Three different amine-terminated dendrimer molecules were used as templates to produce both microporous and mesoporous silica materials via a neutral templating route based on hydrogen bonding interactions between neutral amines and the inorganic precursors (see Fig. 6) [15]. The three dendrimers were [tris-(2-aminoethyl)amine] 1, a structurally related low molecular weight polyamidoamine-type dendrimer 2 and a low molecular weight dendrimer derived from pentaerythritol 3. The preparation and composition of these silica materials were similar to those reported by Tanev and Pinnavaria [41, 42]. While the reaction time for the material synthesized using templating molecule 1 was 18 h, both 2 and 3 were produced within 36 h. As evidenced by thermogravimetric analysis data, these materials displayed some weight loss. The final silica materials were obtained after calcination at 540 °C. It was determined from the characterization data that while the materials prepared using 1 and 3 were microporous, they differed significantly with respect to surface areas. Although the materials prepared using 2 showed a mesoporous character, the observed pore architecture that is not well-defined was most likely as a result of a combination of micropores and mesopores.
Image reproduced from Ref. [15] with permission from Elsevier
Dendrimer templating molecules during the synthesis of amorphous silica.

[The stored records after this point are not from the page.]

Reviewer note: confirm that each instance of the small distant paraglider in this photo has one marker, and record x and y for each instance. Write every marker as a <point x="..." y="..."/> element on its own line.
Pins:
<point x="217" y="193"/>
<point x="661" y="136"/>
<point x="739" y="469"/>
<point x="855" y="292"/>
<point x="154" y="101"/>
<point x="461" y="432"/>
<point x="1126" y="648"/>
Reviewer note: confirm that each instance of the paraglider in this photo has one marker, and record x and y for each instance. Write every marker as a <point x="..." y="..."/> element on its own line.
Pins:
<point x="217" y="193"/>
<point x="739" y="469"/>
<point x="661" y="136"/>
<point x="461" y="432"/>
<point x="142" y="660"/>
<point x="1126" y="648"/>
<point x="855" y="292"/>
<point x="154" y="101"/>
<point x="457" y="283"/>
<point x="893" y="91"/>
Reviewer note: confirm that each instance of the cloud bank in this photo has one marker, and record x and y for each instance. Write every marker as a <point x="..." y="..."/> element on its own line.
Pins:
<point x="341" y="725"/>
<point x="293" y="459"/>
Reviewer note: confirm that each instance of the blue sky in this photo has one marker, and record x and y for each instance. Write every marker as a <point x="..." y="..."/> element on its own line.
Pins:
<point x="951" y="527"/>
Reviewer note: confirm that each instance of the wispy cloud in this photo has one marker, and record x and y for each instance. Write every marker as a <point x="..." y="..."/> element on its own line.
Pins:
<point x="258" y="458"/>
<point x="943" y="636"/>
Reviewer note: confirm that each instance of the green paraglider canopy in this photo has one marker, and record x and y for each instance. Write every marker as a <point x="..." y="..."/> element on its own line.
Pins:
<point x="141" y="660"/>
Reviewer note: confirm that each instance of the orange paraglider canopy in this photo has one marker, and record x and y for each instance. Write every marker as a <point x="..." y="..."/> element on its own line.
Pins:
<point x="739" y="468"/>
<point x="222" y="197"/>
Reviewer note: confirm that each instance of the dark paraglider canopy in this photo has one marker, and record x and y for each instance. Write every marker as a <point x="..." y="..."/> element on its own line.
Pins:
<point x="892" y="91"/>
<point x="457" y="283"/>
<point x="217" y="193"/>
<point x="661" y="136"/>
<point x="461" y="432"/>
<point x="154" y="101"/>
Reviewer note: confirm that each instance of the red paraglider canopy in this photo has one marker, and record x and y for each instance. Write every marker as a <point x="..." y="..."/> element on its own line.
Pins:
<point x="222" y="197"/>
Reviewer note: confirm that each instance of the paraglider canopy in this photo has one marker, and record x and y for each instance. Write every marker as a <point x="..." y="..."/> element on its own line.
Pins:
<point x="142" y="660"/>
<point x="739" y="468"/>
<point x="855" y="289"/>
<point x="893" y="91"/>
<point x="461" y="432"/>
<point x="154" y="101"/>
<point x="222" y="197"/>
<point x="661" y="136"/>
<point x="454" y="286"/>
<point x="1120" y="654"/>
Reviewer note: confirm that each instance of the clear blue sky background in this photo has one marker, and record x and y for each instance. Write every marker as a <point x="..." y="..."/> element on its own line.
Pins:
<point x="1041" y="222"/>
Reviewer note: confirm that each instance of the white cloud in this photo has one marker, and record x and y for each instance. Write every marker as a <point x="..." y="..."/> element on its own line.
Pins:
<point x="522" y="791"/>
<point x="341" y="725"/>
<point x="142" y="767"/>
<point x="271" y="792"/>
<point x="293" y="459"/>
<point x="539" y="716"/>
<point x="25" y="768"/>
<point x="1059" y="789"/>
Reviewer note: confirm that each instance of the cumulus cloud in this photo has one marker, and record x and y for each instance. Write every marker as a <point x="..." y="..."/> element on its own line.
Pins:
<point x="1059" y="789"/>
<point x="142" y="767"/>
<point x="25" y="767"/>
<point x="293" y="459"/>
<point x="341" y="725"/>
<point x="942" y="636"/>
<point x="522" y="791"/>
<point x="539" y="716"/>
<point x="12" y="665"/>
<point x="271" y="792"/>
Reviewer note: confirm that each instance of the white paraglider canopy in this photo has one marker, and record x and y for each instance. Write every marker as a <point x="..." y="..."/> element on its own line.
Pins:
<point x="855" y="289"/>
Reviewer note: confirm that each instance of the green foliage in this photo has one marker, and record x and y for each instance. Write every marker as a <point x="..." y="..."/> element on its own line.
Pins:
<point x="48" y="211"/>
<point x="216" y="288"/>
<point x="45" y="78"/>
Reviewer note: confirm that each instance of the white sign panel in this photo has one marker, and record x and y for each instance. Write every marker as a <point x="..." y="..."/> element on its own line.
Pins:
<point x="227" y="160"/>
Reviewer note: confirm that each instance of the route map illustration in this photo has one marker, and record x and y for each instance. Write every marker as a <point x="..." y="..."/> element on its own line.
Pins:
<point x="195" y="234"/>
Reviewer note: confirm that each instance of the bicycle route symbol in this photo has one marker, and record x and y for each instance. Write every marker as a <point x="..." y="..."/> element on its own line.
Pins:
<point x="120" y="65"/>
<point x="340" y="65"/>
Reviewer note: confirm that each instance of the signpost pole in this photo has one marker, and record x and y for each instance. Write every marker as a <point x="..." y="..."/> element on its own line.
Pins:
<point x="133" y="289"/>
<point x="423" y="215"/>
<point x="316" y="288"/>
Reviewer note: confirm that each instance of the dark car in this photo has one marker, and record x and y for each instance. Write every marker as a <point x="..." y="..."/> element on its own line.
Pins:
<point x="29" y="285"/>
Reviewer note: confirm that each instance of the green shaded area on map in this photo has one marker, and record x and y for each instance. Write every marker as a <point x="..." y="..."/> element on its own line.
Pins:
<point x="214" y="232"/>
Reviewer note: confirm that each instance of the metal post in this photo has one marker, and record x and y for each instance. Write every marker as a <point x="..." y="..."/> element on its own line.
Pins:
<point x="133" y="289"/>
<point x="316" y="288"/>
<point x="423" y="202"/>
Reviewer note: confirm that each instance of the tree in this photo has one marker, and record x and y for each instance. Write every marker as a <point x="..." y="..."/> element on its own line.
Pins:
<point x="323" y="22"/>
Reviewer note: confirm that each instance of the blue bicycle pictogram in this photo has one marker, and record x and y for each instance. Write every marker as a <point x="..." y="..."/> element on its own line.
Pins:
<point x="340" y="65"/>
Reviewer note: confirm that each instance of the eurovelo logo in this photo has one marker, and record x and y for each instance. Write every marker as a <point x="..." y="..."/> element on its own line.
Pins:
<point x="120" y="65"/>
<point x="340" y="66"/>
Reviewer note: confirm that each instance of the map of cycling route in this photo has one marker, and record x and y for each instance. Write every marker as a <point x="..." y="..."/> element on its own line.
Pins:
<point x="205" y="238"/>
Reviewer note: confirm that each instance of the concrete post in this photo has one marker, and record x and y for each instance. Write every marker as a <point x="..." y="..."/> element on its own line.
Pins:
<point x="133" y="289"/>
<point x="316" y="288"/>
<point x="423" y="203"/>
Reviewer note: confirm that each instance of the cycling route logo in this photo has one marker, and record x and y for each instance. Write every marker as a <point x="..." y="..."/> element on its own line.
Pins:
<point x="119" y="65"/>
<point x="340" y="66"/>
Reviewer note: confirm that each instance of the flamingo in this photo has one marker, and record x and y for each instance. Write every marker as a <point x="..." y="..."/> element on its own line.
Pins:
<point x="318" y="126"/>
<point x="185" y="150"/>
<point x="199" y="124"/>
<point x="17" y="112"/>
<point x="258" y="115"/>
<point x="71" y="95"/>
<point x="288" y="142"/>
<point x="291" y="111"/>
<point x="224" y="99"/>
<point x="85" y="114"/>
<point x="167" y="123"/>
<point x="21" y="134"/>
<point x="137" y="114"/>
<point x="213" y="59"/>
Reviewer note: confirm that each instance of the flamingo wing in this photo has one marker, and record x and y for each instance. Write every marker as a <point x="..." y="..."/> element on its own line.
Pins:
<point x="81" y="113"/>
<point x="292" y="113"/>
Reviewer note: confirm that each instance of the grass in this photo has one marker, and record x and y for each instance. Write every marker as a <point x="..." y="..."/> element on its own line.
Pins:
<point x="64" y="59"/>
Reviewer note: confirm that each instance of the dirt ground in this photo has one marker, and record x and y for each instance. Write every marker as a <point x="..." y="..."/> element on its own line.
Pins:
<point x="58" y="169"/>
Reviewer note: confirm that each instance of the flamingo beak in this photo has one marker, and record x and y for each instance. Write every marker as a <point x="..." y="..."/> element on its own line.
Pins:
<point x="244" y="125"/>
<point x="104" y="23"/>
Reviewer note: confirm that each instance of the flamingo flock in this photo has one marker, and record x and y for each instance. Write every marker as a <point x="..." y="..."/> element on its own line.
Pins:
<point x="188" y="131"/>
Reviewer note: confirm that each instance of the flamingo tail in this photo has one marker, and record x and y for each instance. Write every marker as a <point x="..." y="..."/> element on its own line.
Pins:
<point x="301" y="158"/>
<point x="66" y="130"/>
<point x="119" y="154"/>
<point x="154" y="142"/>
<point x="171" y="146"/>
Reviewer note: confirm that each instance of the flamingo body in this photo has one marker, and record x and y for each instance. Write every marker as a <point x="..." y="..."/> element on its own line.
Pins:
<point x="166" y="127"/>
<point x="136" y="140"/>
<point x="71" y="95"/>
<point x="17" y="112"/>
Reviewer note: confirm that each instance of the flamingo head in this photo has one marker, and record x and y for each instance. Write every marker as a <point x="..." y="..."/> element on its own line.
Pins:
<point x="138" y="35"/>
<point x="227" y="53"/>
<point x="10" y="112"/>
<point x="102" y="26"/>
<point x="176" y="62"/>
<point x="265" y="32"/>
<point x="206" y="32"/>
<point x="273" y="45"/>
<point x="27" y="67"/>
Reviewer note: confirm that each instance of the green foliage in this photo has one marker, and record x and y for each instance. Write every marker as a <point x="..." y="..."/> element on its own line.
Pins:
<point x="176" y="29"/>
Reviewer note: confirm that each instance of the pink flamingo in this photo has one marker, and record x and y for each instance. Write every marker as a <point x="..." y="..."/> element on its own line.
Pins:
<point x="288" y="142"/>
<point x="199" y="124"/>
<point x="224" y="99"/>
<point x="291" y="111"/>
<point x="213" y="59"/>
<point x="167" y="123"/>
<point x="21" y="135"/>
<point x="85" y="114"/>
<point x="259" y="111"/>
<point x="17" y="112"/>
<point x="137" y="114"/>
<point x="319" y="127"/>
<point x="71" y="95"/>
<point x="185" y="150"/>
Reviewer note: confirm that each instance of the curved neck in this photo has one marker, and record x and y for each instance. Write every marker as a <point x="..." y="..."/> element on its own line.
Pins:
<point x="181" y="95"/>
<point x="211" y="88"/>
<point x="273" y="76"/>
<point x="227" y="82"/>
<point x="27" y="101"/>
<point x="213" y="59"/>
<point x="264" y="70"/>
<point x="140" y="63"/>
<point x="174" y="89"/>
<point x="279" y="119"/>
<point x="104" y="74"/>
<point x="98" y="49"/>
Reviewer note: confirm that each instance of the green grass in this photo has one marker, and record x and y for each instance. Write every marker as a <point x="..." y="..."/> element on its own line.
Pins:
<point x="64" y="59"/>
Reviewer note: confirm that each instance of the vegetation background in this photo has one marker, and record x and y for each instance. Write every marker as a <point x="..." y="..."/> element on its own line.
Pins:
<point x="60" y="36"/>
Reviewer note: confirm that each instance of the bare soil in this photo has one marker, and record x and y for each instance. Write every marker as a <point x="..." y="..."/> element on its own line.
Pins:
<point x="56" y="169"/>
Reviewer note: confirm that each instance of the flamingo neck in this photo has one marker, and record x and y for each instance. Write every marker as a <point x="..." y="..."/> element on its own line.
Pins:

Xu et al. reported the use dendrimers as “green” template for the synthesis of mesoporous silica materials [21]. Amphiphilic dendritic polyglycerol were employed as template and was simply removed by water extraction instead of calcination process as preferred by other authors. The surface area of the silica material was found to be higher for calcined samples when compared with water extracted samples. For instance, the surface area for water extracted samples was 623.5 m2/g while a surface area of 749.5 m2/g was obtained for the calcined sample. The higher surface area of the silica material was attributed to condensation of hydroxyl groups taking place on the surface of silica and/or small changes that may have occurred to the pore framework during calcination. However, surprisingly, no significant difference was observed in the respective average pore sizes of the water extracted and calcined silica material samples. In another related study, Dai et al. [12] reported on the synthesis of mesoporous silica materials using different generations of amphiphilic polyamidoamine dendrimers as “green” template. The dendrimer template was also removed using the water extraction method. Higher surface area for the calcined samples was observed in relation to those subjected to water extraction method for the removal of the dendrimer template. Similarly, no change in average pore sizes was recorded for the calcined and water extracted samples. While dendrimer-templated silica materials reported by other authors did not have well-ordered structures, Tanglumlert et al. [43] managed to synthesize well-ordered mesoporous silica materials using PAMAM dendrimers. For the synthesis of these well-ordered mesoporous silica materials, the silatrane was used as a silica precursor under mild acidic condition using the sol–gel process. The formation of amorphous silica was circumvented by decreasing the dendrimer concentration.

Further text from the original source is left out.